► BMW’s M4 GTS laps the ‘Ring in 7min 28sec
► We speak with Joerg Weidinger on how he did it
► The GTS’s aero kept it secure close to the limit
1) ‘I think I was close to the limit…’
‘We only had one shot at setting the time. Although we were there for a whole week, it was raining Monday, Tuesday, Wednesday… On Thursday it stopped raining, we did damper set-up, and one lap in the evening. I think I was close to the limit, but I don’t know. I didn’t have time to practice…’

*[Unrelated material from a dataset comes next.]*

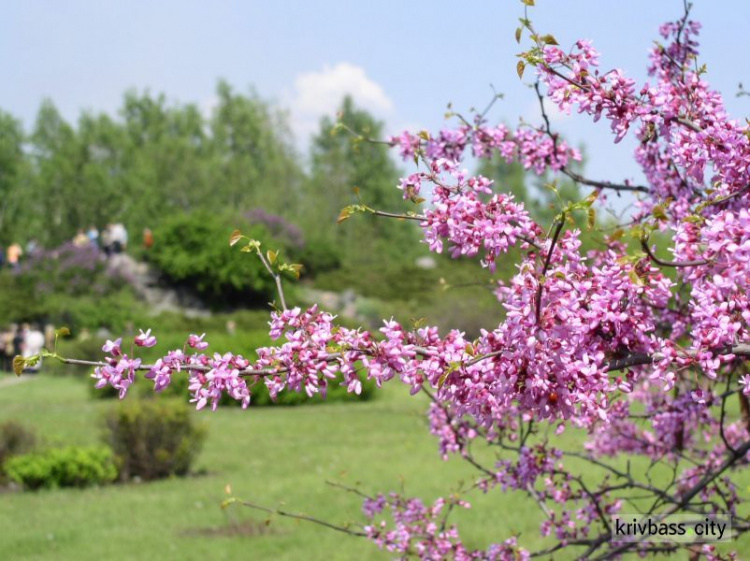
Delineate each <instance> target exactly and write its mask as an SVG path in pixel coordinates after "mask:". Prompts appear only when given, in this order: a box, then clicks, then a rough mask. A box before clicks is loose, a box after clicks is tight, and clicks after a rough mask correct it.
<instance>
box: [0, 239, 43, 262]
mask: <svg viewBox="0 0 750 561" xmlns="http://www.w3.org/2000/svg"><path fill="white" fill-rule="evenodd" d="M37 247H38V246H37V243H36V240H30V241H29V243H27V244H26V250H24V249H23V248H22V247H21V244H20V243H18V242H13V243H12V244H10V245H9V246H8V247H7V248H6V249H5V250H3V248H2V247H0V267H4V266H6V265H7V266H8V267H10V268H11V269H17V268H18V267H20V266H21V258H22V257H23V256H24V255H32V254H33V253H34V252H35V251H36V249H37Z"/></svg>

2) ‘The ’Ring set-up is the road set-up’
‘The GTS has more neutral handling than the regular M4, partly because of the 20-inch rear tyres. With all the suspension and aero options, I calculated 25,000 potential set-ups. The Nordschleife setting is our street set-up. We set it up on the ’Ring, then checked it worked on the road.’
3) ‘Full throttle, easy’
‘How does it feel? Whoah! The aero, there’s so much more downforce. You trust the car much more on crests and uneven sections where you’d be tentative in the M4; here it’s just full throttle, easy. It’s more stable, but more exciting, because you have to learn to trust the aero.’
4) ‘Must trust the car’
‘At the end of the Kallenhard section, a very technical part of the track with lots of curves, we reach around 700degC on the front brake discs. Again, you have to trust the car, trust the grip, trust the aerodynamic downforce. It’s a stable car, [but] it needs warm tyres to be fast.’
5) ‘No more mistakes’
‘We come to the six-minute mark and the lap is almost at its end. There can be no more mistakes. I need to be fast, but not too fast. Galgenkopf, the double right-hander leading onto the very long back straight, is very important; we need all the exit speed we can get.’
6) ‘It feels like a perfect lap’
‘Seven minutes. No mistakes. It feels like a perfect lap. At the end of the long straight we’ll reach around 280kph (174mph). Last corner’s here; brake for the last time, third gear, last left-hander, last right-hander; that’s it: 7min 28sec.’